Ms Morgan adds: “It’s quite hard to have children … because of the nature of the job, the industry is obsessed by younger women. But the music industry is also only a mirror to bigger social problems. And all Miley Cyrus is doing, even if it was her decision, is being reflective of a wider sense where to be successful as a young woman she has to take all her clothes off and lick a hammer.”

Acknowledging the often underestimated contribution of Indigenous and culturally diverse music practitioners, Ms Gordon cited as inspirational the Women’s Empowerment Principles articulated by the United Nations. “We clearly have the will and the intelligence to come to grips with gender and cultural equity and this needs to be addressed across the board, in all sectors of the industry, at a policy level,” she said.

In 2009 Vicki Gordon founded Cicada International as a not-for-profit association to create opportunities for Indigenous, marginalised and disadvantaged young people to sustain wellbeing through self-expression, self-determination and creativity. More pointedly, Cicada empowers Indigenous, marginalised and disadvantaged young women and girls to address social and cultural barriers to their full participation.
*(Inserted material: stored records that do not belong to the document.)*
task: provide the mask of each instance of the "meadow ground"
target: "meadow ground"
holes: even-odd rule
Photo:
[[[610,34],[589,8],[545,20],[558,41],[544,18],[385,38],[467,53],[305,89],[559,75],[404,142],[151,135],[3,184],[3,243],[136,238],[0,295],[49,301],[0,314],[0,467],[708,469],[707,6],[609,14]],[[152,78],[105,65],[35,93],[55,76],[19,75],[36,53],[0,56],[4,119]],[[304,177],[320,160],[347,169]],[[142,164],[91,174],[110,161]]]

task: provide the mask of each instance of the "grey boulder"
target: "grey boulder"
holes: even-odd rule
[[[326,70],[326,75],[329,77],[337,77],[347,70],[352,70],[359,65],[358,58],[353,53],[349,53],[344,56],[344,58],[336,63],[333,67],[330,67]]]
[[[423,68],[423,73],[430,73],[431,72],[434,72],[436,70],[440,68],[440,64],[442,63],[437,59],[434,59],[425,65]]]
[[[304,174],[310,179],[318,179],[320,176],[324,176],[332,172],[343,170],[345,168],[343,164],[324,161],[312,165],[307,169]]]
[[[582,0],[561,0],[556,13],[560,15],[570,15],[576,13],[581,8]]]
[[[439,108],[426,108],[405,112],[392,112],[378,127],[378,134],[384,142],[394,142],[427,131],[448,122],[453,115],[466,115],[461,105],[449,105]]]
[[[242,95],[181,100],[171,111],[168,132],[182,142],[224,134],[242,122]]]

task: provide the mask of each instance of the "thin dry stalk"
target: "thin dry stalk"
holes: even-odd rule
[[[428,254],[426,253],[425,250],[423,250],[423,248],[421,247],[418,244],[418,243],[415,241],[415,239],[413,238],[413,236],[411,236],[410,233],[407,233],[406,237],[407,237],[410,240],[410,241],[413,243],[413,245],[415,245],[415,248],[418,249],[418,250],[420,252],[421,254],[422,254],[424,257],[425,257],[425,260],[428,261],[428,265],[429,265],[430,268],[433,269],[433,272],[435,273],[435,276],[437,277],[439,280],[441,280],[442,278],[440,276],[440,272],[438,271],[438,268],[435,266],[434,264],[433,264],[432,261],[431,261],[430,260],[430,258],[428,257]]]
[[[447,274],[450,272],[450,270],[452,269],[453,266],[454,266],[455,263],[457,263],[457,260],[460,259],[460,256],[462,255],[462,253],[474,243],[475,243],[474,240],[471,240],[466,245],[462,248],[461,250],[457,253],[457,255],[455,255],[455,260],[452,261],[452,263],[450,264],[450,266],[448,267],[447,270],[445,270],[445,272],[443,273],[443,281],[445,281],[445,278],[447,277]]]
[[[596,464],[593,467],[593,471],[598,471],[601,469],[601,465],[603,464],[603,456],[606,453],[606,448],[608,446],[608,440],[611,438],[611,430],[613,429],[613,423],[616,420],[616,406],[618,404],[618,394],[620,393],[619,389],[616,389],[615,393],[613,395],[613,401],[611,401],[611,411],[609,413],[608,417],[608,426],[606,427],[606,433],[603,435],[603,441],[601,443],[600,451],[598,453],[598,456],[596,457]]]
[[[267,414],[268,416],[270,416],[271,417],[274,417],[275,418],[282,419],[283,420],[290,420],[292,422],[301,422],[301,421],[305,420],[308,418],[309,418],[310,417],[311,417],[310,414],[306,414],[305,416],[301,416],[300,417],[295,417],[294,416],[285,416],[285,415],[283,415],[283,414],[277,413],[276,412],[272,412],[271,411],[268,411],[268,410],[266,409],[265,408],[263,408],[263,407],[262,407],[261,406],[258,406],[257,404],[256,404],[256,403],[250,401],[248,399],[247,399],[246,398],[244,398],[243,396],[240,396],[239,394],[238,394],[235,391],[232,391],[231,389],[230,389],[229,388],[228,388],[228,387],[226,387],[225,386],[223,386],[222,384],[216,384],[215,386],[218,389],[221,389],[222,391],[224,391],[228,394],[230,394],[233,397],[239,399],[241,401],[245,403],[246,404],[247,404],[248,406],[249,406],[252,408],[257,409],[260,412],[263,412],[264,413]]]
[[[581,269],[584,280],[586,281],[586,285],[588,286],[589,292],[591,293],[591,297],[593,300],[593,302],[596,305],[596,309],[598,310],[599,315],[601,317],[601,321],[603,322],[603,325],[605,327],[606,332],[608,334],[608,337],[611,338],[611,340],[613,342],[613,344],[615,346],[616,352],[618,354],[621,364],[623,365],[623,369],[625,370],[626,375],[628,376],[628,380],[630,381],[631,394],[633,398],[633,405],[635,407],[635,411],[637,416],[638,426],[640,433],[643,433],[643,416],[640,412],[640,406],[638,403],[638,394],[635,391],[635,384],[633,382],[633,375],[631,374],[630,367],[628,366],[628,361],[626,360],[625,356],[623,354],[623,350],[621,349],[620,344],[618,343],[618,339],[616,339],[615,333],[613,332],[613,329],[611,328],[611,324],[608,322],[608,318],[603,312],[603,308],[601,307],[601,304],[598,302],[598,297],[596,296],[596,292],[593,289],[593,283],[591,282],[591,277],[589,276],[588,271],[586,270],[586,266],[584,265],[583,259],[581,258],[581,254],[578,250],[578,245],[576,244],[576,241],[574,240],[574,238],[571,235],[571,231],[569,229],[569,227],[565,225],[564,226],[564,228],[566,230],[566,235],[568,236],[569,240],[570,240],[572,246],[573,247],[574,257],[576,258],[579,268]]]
It also aims to assist the development of new partnerships between Indigenous and non-Indigenous artists and managers, industry service providers and development organisations.

Cicada is proud to announce an inaugural Women in Music Awards slated for 2017. High-profile female artists from various cultural backgrounds have pledged in principle support for an event that promises to be another milestone towards full gender equity in the industry and beyond.